Budayawan Radhar Panca Dahana beralasan, kebudayaan jangan dijadikan etalase politik saja tanpa ada kebijakan program yang kuat. Karena itu, sebagai penjaga kebudayaan, keraton harus dibiayai. Sultan atau raja yang setia menjaga keraton harus digaji.
Besaran gaji sekitar Rp 100 juta atau Rp 200 juta, bahkan bisa mencapai Rp 1 miliar per bulan.
Baca Juga
"Karena tanggung jawabnya tinggi memelihara keraton, seperti memperbaiki tembok yang rusak karena catnya pudar tidak seperti membongkar rumah biasa," ucap Radhar, usai mengisi saresahan budaya bertajuk "Nilai-nilai Spiritualitas Kanoman di Cirebon", Minggu, 17 September 2017.

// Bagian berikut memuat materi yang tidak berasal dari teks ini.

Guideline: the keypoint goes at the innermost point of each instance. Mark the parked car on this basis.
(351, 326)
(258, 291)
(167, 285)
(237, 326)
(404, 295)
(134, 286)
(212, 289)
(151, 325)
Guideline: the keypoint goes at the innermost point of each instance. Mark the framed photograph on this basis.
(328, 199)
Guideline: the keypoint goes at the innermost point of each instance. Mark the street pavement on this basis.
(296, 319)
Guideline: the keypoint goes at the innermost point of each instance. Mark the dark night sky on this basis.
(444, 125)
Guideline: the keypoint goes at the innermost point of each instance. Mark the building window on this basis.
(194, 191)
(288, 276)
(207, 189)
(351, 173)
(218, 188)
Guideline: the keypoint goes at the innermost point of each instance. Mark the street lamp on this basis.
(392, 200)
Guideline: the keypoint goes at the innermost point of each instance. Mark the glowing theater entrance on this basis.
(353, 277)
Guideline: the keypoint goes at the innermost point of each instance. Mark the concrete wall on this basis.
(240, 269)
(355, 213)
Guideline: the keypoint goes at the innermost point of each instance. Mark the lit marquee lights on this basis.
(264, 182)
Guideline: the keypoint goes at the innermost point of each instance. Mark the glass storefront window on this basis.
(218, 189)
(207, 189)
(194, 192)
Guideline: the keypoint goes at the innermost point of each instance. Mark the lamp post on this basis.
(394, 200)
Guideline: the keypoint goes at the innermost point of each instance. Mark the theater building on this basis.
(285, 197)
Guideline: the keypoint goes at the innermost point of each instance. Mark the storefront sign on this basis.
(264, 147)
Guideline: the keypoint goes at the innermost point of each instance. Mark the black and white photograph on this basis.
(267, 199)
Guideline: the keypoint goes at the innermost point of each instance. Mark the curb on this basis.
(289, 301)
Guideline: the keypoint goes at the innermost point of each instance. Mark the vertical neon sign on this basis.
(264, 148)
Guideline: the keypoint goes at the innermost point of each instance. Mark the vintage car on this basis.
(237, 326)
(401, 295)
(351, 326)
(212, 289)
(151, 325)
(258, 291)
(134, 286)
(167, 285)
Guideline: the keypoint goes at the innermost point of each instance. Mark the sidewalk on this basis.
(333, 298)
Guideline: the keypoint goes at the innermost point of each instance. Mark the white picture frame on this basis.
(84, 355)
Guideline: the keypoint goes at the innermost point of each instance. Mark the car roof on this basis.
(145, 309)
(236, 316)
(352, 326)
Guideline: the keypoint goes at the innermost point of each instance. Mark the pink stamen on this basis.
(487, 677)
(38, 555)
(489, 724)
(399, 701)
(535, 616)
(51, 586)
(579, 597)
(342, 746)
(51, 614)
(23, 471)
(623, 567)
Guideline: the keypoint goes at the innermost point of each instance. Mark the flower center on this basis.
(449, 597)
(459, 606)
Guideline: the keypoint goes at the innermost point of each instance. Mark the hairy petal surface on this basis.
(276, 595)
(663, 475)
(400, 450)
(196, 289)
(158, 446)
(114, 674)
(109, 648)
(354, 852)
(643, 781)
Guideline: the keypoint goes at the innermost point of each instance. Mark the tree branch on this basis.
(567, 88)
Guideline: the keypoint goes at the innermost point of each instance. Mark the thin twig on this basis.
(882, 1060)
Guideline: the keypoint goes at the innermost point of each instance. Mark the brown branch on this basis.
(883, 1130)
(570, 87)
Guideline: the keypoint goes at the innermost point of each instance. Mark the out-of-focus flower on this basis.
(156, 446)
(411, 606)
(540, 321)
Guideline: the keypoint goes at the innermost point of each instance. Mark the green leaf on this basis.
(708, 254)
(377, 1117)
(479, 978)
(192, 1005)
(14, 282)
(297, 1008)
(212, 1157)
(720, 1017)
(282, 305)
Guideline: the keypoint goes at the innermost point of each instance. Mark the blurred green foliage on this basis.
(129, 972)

Jika legitimasi secara yuridis, politis, ekonomi hingga spiritual sudah hancur, kultural harus dijaga. Sebab, masih memiliki otoritas di dalam keraton.
Dengan kata lain, seharusnya keraton dipelihara oleh negara. Apalagi keraton jadi penjaga utama kebudayaan. "Sementara, kebudayaan fondasi dasar adanya sebuah bangsa. Bangsa tanpa budaya tidak ada artinya," Radhar memungkasi.
Advertisement
Saksikan video pilihan berikut ini:
Kuatnya Dimensi Politik
Adapun pengamat keraton Nusantara Dr. Phil. Ichwan Azhari mengatakan, keberadaan kerajaan dan kesultanan di Indonesia hingga saat ini masih dijadikan alat politik tertentu untuk mencapai kekuasaan. Berbagai kegiatan kebudayaan yang digelar tidak sedikit yang mengandung unsur kepentingan.
Dr. Phil. Ichwan Azhari mengatakan, tidak dimungkiri setiap acara maupun pagelaran yang terkait dengan keraton dimensi politiknya kuat sekali.
"Nyaris semua kegiatan keraton seperti pengukuhan atau Festival Keraton Nusantara (FKN) semacam ini dimensi politiknya lebih kuat daripada yang lainnya," ucap dia, usai mengisi saresahan budaya bertajuk "Nilai-nilai Spiritualitas Kanoman di Cirebon".
Sejarawan Universitas Negeri Medan ini juga mengatakan, kuatnya dimensi politik sangat terlihat saat momen-momen pemilu. Para politikus yang ingin menjadi penguasa mendatangi keraton, memberikan bantuan, dan mendukung kegiatan kebudayaan.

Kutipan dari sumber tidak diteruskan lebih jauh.